The first FIFUSA World Championships were held in São Paulo, Brazil, in 1982 with the hosting Brazilian team crowned champions against Paraguay in front of an audience of 12,000 people, with Uruguay placing third. The Federation then began to work to bring the big event to Europe. In 1985, the second futsal World Cup was organized in Madrid, Spain, where the Brazilian team won again. The event was a success, with a considerable media interest and a huge response from the audience, thanks to the Spanish TV station that filmed the event.

In 1985, Joseph Blatter, at that time secretary of football's governing body, FIFA, thought it was the right time to enlarge its influence and, therefore, to also deal with indoor football. Knowing that the Federation President João Havelange was the head of FIFUSA from 1971 to 1974, the Swiss decided to summon in Brazil the world governing body of futsal: surprisingly, the Congress voted against the unification. Due to a dispute between FIFA and FIFUSA over the name of fútbol, FIFUSA has registered the word fut-sal in 1985 (Madrid, Spain).

FIFA wanted to promote and spread its own version of indoor football, different from the original one played in the South American countries, but they could not manage to find an agreement with FIFUSA in the Rio de Janeiro Congress in 1989.

On 2 May 1990, the Brazilian federation finally broke away from FIFUSA, and on September 25, an event in Bogotá contributed to the founding of the Confederación Panamericana de Futbol de Salon (PANAFUTSAL) together with Paraguay, Colombia, Mexico, Uruguay, Argentina, Venezuela, Costa Rica, Puerto Rico, Bolivia, Ecuador, Netherlands Antilles, Aruba, and Canada.
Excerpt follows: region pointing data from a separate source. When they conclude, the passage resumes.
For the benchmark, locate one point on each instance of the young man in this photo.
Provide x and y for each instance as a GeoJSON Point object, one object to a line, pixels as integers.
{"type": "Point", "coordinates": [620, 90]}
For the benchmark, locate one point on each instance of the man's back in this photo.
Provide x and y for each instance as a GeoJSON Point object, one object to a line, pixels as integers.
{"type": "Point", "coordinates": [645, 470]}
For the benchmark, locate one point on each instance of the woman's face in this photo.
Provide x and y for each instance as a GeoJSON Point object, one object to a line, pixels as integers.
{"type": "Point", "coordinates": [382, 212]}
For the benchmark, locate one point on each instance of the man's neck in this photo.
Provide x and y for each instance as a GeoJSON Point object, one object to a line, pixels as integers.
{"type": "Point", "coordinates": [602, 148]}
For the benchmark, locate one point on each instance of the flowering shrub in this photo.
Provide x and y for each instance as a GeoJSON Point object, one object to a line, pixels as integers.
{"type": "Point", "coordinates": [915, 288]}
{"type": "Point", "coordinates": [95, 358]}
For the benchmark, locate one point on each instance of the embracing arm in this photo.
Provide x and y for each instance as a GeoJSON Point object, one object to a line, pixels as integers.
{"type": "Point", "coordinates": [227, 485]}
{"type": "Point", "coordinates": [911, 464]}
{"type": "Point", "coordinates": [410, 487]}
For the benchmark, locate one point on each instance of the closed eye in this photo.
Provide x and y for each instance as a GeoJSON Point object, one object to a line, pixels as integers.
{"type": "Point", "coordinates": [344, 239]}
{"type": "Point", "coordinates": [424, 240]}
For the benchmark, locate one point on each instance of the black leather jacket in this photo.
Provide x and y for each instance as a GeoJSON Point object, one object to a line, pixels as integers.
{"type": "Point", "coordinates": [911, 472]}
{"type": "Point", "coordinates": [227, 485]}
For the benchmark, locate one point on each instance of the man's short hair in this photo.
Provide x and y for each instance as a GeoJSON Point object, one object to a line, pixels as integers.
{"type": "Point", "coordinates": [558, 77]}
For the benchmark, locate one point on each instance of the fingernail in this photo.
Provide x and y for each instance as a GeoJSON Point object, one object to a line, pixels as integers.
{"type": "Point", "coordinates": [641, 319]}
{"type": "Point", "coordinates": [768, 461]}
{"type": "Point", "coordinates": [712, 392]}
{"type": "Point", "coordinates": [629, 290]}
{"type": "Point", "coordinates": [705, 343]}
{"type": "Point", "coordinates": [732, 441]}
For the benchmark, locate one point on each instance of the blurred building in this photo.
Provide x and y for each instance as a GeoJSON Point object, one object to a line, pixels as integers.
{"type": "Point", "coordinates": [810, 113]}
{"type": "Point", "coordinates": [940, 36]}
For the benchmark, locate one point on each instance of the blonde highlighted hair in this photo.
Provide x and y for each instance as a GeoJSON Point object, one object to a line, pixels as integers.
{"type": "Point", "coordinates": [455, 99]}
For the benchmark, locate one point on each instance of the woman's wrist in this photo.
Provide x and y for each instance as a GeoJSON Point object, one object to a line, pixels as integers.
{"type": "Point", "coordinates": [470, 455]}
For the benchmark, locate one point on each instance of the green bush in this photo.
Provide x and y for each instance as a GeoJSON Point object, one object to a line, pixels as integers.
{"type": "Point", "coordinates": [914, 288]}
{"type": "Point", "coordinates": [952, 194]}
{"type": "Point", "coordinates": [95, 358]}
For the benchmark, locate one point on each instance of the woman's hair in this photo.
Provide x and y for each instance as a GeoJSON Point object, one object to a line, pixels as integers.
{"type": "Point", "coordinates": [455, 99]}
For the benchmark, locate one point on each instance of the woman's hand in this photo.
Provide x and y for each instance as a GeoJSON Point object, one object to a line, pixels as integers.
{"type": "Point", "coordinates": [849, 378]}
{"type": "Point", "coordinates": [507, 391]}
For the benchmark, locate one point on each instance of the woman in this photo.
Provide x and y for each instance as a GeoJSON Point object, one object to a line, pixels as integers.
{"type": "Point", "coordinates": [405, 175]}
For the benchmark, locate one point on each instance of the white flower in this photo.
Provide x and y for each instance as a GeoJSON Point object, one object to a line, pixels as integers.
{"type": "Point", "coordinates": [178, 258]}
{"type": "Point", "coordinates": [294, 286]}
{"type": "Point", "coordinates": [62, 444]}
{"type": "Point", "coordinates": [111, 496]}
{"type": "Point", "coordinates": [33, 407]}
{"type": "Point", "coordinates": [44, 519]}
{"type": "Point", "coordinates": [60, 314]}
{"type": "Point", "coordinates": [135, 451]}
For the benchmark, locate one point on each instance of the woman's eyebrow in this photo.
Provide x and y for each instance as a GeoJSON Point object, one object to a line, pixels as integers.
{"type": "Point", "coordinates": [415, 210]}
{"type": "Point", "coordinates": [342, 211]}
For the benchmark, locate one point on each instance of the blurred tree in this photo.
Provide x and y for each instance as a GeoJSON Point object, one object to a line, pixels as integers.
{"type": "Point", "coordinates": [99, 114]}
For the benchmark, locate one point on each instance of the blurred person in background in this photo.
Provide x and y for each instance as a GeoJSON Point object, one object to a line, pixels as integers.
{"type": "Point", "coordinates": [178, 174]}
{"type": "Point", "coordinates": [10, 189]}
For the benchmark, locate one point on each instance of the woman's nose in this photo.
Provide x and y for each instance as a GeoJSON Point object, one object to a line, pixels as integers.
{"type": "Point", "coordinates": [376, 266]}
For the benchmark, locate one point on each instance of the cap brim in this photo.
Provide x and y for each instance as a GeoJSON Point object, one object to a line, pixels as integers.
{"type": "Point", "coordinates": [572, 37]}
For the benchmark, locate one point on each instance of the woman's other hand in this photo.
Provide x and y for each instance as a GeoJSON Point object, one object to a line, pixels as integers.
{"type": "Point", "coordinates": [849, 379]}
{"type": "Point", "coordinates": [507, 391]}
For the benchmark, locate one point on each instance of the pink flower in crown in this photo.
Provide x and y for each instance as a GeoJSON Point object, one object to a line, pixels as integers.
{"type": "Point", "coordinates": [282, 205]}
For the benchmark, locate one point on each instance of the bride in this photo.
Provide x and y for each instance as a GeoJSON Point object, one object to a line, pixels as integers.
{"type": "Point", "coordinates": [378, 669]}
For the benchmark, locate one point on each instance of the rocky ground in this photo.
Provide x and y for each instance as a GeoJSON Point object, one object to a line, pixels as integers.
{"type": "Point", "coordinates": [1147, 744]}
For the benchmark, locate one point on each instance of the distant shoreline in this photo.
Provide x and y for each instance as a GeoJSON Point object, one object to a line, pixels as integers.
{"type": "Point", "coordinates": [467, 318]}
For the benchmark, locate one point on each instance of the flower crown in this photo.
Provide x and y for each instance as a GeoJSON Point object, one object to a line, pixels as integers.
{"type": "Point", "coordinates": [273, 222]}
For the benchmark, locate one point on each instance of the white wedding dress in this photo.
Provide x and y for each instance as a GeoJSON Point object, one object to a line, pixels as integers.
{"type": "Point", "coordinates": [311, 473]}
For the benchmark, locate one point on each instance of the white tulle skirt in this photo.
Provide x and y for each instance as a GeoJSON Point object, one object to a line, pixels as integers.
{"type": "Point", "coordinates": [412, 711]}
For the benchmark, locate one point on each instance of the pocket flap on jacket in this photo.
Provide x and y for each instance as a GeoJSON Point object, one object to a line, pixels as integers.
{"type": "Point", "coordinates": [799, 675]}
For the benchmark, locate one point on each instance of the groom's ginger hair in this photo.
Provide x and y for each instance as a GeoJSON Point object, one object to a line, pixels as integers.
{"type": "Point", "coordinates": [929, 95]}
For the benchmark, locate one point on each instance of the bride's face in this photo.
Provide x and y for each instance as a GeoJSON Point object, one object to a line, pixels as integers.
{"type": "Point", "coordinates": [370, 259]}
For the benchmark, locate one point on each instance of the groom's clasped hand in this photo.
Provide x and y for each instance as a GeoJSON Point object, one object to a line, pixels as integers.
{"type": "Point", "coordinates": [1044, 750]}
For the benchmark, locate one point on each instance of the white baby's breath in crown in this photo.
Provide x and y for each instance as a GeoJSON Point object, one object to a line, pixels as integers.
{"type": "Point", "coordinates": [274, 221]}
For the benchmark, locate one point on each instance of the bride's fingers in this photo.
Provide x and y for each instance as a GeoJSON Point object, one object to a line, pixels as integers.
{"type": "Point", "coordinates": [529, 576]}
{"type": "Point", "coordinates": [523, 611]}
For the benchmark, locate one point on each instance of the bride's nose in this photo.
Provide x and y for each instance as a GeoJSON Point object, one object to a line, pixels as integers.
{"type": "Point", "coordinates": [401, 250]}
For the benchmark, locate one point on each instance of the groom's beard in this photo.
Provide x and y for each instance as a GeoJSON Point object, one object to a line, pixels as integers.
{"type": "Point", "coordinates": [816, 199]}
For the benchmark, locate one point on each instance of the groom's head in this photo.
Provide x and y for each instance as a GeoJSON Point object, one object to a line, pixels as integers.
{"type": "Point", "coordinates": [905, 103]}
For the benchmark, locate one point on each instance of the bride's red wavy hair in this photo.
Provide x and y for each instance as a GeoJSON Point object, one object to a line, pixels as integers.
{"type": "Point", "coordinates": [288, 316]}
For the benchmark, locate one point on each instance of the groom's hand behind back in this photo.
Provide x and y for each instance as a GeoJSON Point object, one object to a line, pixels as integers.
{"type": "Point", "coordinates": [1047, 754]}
The conference held in Guatemala in 2000 between members of PANAFUTSAL and FIFA focused on the resolution of the dispute between the two institutions, and also on the achievement of futsal in the pure version that excited many in South America. The signing of the Protocol, however, was not followed by concrete actions, and FIFA kept on promoting its version of futsal. So the PANAFUTSAL decided to create a new worldwide body for the preservation of futsal. In December 2002, the Asociación Mundial de Futsal (AMF) was founded. It is currently composed of 40 national federations and three continental bodies, one of which was FIFS.

In 2002, members of PANAFUTSAL formed AMF, an international futsal governing body independent of FIFA, in reaction to the alleged stagnancy of futsal under FIFUSA.[5] Both FIFA and AMF continue to administer the game.[6]

Governing bodies

Futsal currently has two governing bodies: Asociación Mundial de Fútbol de Salón (AMF) and Fédération Internationale de Football Association (FIFA). AMF is the successor organization to the original governing body. FIFA later took an interest in futsal. However, talks between FIFA and AMF to reconcile governance were not successful. FIFA organizes its own separate competitions.

Region AMF-affiliated FIFA-affiliated
World Asociación Mundial de Fútbol de Salón (AMF) Fédération Internationale de Football Association (FIFA)
Asia Confederation of Asian Futsal (CAFS) Asian Football Confederation (AFC)
Africa Confédération Africaine de Futsal (CAFUSA) Confederation of African Football (CAF)
North America, Central America and Caribbean Confederation of North, Central American and Caribbean Futsal (CONCACFUTSAL) Confederation of North, Central American and Caribbean Association Football (CONCACAF)
South America Confederação Sul-Americana de Futebol de Salão (CSFS)

Confederación Panamericana de Futsal (CPFS/PANAFUTSAL)

Confederación Sudamericana de Fútbol (CONMEBOL)
Oceania Confederation Futsal of Oceania (CFSO) Oceania Football Confederation (OFC)
Europe European Union of Futsal (UEFS) Union of European Football Associations (UEFA)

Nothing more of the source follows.